Artikel 14 1. Die Staaten sind nicht verpflichtet, die in diesem Abkommen vorgesehene Amtshilfe zu leisten, wenn sie der Ansicht sind, daß diese geeignet ist, ihre Souveränität, ihre Sicherheit, den ordre public oder andere wesentliche Interessen zu beeinträchtigen. 2. Jede Ablehnung der Amtshilfe ist zu begründen. Artikel 15 Stellt eine Zollverwaltung ein Ersuchen um Amtshilfe und wäre sie nicht in der Lage, einem solchen zu entsprechen, so weist sie darauf in ihrem Ersuchen hin. Es steht der ersuchten Zollverwaltung frei, einem solchen Ersuchen zu entsprechen.

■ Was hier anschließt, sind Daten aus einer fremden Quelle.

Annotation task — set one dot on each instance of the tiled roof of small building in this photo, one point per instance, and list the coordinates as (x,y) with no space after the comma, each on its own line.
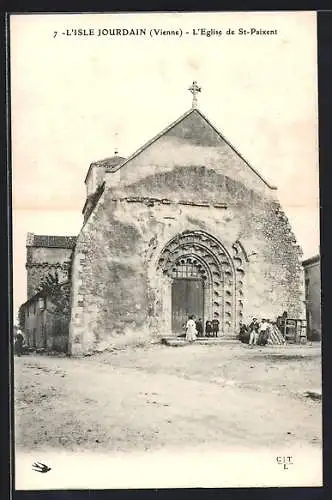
(109,163)
(48,241)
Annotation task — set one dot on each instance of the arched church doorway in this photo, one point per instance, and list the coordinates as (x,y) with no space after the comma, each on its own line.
(188,279)
(200,279)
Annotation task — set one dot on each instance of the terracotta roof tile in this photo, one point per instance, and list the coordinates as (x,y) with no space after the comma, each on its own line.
(48,241)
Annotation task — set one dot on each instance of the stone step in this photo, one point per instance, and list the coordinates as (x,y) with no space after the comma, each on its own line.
(181,341)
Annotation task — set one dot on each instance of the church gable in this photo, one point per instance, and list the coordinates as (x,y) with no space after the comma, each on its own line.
(189,143)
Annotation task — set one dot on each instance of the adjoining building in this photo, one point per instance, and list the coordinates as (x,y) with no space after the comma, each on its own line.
(185,225)
(313,297)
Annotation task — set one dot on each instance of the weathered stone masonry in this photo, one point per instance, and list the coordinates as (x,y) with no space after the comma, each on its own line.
(186,207)
(186,195)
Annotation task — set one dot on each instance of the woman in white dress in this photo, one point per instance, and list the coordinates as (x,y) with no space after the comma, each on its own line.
(191,331)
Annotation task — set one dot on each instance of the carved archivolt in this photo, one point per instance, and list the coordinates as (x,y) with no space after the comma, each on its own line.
(198,254)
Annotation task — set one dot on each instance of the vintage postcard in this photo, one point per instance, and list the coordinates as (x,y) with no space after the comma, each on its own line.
(166,250)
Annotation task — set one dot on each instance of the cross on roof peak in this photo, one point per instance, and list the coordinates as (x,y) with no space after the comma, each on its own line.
(194,89)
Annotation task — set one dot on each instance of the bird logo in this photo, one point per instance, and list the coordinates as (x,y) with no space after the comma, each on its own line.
(39,467)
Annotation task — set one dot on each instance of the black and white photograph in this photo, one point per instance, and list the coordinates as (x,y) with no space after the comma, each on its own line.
(166,250)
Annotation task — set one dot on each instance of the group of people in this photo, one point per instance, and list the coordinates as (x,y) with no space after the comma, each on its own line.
(257,333)
(195,328)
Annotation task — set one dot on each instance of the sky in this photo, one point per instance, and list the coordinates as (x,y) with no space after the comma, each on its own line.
(75,99)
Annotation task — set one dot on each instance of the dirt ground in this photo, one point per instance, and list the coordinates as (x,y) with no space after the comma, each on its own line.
(157,397)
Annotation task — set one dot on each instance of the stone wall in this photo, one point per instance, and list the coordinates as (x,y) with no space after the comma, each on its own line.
(44,261)
(47,318)
(313,299)
(116,288)
(190,179)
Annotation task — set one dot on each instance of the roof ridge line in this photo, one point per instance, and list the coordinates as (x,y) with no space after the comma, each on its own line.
(154,138)
(173,124)
(271,186)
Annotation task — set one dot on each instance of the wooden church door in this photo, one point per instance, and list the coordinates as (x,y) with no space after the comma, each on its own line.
(187,299)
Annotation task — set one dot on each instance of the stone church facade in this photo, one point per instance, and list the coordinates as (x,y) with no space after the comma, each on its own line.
(183,226)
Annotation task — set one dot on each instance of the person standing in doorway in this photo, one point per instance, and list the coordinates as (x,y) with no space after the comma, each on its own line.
(263,332)
(199,327)
(253,329)
(208,328)
(191,331)
(215,327)
(19,343)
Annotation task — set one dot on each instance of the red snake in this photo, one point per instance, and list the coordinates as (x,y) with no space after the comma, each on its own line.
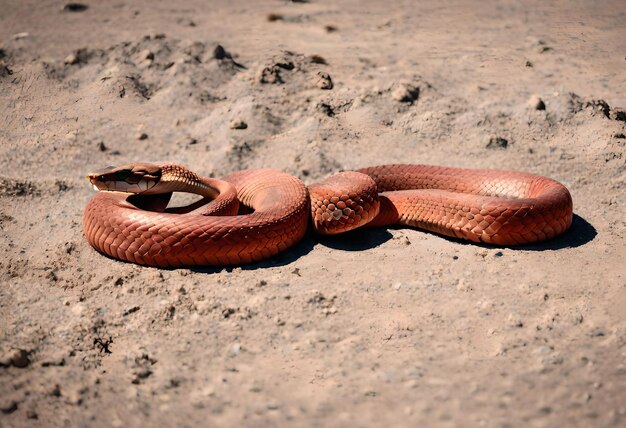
(496,207)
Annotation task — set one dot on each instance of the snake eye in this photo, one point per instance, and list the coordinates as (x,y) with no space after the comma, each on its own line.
(122,174)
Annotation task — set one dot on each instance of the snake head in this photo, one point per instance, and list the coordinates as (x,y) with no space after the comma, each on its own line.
(136,177)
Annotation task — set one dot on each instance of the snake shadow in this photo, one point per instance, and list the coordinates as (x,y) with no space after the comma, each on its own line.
(580,233)
(357,240)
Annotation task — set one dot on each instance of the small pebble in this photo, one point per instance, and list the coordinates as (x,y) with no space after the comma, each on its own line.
(8,406)
(514,320)
(71,59)
(20,36)
(75,7)
(497,143)
(316,59)
(20,358)
(536,102)
(272,17)
(238,124)
(405,93)
(323,80)
(219,52)
(235,350)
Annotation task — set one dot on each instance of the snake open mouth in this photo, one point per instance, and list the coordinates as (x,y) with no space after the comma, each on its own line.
(132,178)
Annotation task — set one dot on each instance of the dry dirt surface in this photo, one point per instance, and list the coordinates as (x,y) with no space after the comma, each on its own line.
(382,327)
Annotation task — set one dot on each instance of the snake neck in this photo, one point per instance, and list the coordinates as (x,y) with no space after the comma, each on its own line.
(176,178)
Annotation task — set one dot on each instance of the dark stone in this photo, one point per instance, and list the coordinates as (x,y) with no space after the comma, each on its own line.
(497,143)
(75,7)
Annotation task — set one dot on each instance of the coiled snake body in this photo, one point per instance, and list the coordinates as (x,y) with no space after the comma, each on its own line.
(491,206)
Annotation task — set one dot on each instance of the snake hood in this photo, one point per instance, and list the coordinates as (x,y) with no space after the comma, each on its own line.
(136,177)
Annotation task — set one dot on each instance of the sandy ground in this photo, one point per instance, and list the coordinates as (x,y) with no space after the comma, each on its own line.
(398,326)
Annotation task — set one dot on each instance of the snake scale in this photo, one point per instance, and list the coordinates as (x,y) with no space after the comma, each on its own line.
(129,219)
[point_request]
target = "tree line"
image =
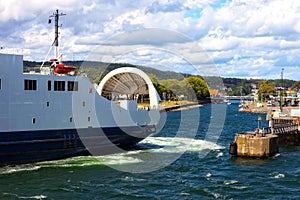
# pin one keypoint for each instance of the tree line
(173, 85)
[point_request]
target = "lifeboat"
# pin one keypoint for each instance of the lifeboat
(62, 69)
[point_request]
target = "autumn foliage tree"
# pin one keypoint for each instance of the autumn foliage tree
(265, 89)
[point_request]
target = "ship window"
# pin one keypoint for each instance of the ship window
(49, 85)
(59, 85)
(30, 84)
(72, 85)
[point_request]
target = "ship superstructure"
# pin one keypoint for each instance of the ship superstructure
(52, 115)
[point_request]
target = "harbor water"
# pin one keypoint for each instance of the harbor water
(165, 166)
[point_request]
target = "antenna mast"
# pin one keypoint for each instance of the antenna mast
(56, 16)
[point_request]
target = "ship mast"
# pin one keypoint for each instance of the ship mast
(56, 16)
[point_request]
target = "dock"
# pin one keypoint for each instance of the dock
(265, 142)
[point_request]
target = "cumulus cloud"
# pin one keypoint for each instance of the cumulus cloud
(243, 38)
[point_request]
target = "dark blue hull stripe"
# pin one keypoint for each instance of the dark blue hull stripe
(31, 146)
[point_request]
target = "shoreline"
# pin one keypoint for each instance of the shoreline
(181, 107)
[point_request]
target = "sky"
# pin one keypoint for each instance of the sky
(229, 38)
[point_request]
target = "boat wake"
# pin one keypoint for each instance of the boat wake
(153, 151)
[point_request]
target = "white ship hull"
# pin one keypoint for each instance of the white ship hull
(40, 119)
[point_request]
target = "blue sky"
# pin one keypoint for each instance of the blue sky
(237, 38)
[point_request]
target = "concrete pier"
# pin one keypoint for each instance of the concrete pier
(265, 142)
(256, 145)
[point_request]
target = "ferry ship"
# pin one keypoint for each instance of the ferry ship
(54, 114)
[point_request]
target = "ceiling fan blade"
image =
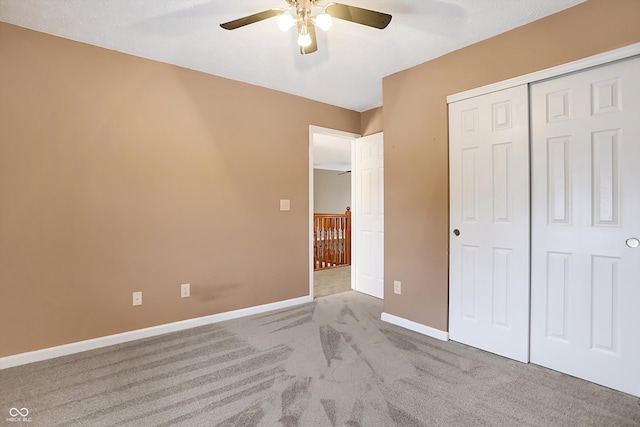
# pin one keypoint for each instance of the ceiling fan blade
(314, 41)
(358, 15)
(251, 19)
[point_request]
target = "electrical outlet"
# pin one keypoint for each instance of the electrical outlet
(185, 290)
(397, 287)
(137, 298)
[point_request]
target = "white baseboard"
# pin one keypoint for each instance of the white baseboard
(416, 327)
(80, 346)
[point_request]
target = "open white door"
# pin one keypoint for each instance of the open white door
(585, 283)
(368, 215)
(489, 218)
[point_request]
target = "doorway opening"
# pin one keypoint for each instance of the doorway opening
(330, 193)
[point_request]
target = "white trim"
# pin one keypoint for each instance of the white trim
(92, 344)
(327, 131)
(570, 67)
(415, 327)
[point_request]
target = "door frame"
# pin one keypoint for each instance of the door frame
(313, 129)
(570, 67)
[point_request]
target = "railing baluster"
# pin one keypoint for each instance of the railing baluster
(332, 240)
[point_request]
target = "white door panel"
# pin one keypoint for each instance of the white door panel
(489, 207)
(585, 289)
(368, 215)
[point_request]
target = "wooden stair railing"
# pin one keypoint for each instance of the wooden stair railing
(331, 240)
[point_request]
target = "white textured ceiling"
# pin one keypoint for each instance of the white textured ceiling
(346, 71)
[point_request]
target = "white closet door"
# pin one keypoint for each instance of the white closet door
(585, 292)
(489, 219)
(368, 215)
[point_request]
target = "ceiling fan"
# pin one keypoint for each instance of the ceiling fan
(307, 14)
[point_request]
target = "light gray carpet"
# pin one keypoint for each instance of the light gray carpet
(327, 363)
(331, 281)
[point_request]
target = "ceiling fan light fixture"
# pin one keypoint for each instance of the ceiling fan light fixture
(286, 21)
(323, 21)
(304, 39)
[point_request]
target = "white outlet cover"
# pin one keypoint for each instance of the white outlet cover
(185, 290)
(137, 298)
(397, 287)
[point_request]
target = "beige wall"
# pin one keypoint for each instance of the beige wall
(120, 174)
(371, 121)
(415, 131)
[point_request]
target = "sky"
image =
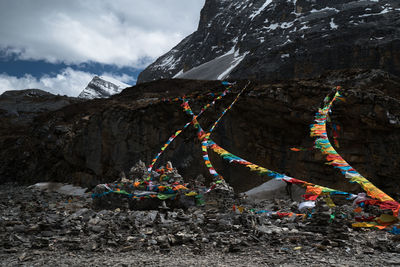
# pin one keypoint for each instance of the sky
(58, 45)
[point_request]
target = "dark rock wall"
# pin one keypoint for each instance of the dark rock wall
(94, 141)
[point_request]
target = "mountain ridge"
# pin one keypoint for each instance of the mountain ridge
(102, 87)
(280, 39)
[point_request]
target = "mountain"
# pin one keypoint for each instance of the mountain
(281, 39)
(90, 142)
(102, 87)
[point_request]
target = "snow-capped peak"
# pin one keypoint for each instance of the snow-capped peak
(102, 87)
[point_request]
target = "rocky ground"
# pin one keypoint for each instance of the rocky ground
(40, 228)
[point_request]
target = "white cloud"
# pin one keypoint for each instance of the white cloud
(120, 32)
(68, 82)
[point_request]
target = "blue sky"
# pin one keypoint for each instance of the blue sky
(58, 45)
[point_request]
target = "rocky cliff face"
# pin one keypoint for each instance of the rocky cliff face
(280, 39)
(94, 141)
(102, 87)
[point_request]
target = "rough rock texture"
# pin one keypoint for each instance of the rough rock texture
(102, 87)
(92, 142)
(48, 229)
(269, 39)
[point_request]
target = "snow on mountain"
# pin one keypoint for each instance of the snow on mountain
(102, 87)
(281, 39)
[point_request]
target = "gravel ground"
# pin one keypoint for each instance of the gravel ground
(48, 229)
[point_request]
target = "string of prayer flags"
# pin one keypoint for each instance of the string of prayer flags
(172, 138)
(318, 130)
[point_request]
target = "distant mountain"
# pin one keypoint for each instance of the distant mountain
(102, 87)
(281, 39)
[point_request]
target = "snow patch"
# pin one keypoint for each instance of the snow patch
(237, 59)
(333, 25)
(179, 73)
(261, 9)
(114, 81)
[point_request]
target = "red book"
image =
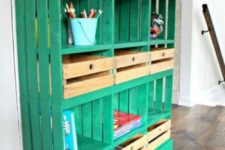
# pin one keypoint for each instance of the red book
(122, 119)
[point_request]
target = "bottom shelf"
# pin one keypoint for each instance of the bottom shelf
(168, 145)
(157, 116)
(85, 143)
(129, 135)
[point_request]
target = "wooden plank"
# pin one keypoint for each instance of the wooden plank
(21, 48)
(88, 85)
(45, 100)
(144, 22)
(124, 21)
(87, 120)
(158, 98)
(131, 74)
(124, 101)
(163, 138)
(130, 58)
(90, 66)
(142, 102)
(107, 22)
(162, 11)
(78, 119)
(97, 120)
(158, 54)
(168, 93)
(157, 129)
(133, 100)
(161, 66)
(151, 103)
(117, 21)
(56, 72)
(116, 102)
(107, 119)
(171, 19)
(32, 73)
(134, 21)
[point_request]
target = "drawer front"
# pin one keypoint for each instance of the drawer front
(131, 74)
(74, 70)
(132, 59)
(161, 66)
(159, 130)
(161, 54)
(138, 144)
(89, 85)
(160, 140)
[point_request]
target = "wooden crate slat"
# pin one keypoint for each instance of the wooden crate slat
(124, 101)
(168, 93)
(87, 120)
(151, 96)
(107, 119)
(158, 98)
(56, 72)
(24, 101)
(30, 8)
(133, 100)
(134, 21)
(97, 120)
(78, 119)
(43, 51)
(124, 20)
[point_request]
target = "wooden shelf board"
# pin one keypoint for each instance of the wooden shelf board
(71, 49)
(129, 135)
(130, 44)
(161, 41)
(85, 143)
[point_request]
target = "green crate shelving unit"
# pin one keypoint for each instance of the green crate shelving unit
(124, 24)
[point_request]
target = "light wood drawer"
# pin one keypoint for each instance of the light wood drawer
(157, 129)
(160, 140)
(160, 54)
(130, 73)
(81, 65)
(129, 58)
(86, 84)
(161, 66)
(136, 143)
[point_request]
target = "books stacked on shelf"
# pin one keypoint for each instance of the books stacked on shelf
(69, 128)
(125, 123)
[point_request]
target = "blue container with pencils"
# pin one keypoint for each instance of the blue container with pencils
(84, 30)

Artikel 16 1. Die Maßnahmen zur Durchführung dieses Abkommens werden von den Zollverwaltungen der beiden Vertragsstaaten einvernehmlich festgelegt. 2. Fragen, die sich bei der Anwendung des Abkommens ergeben, werden durch diese Verwaltungen selbst einvernehmlich gelöst. 3. Zu diesem Zweck können besondere Besprechungen abgehalten werden. Artikel 17 Dieses Abkommen ist auf das Zollgebiet der Italienischen Republik, wie es im einheitlichen italienischen Text der Vorschriften auf dem Gebiet des Zollwesens festgelegt ist, und auf das Zollgebiet der Republik Österreich anwendbar. Artikel 18 1 Dieses Abkommen ist nach den verfassungsrechtlichen Verfahren jedes Vertragsstaates zu ratifizieren; die Ratifikationsurkunden werden in Rom ausgetauscht. 2. Dieses Abkommen tritt am ersten Tag des dritten Monats in Kraft, der auf den Monat folgt, in dem der Austausch der Ratifikationsurkunden stattfindet. 3. Es kann von jedem der beiden Vertragsstaaten jederzeit schriftlich auf diplomatischem Weg gekündigt werden. In einem solchen Fall tritt es drei Monate nach dem Einlangen der Kündigung bei der anderen Vertragspartei außer Kraft. 4. Mit dem Inkrafttreten dieses Abkommens tritt das am 26. Juni 1978 in Wien unterzeichnete Abkommen über die gegenseitige Amtshilfe Kundgemacht in Bundesgesetzblatt Nr. 468 aus 1979, außer Kraft. Artikel 19 Jede bei Auslegung der Bestimmungen dieses Abkommens entstehende Unstimmigkeit ist auf diplomatischem Weg zu bereinigen. GESCHEHEN in Wien am 17 Juli 1991, in zwei Exemplaren, in italienischer und deutscher Sprache, von denen beide Texte gleichermaßen authentisch sind. Für die Regierung der Republik Österreich: H. D. Schweisgut e. h. Für die Regierung der Italienischen Republik: M. del Giudice e. h.

 

 

 

Die vom Bundespräsidenten unterzeichnete und vom Bundeskanzler gegengezeichnete Ratifikationsurkunde wurde am 24. August 1995 ausgetauscht; das Abkommen tritt gemäß seinem Artikel 18, Absatz 2, mit 1. November 1995 in Kraft.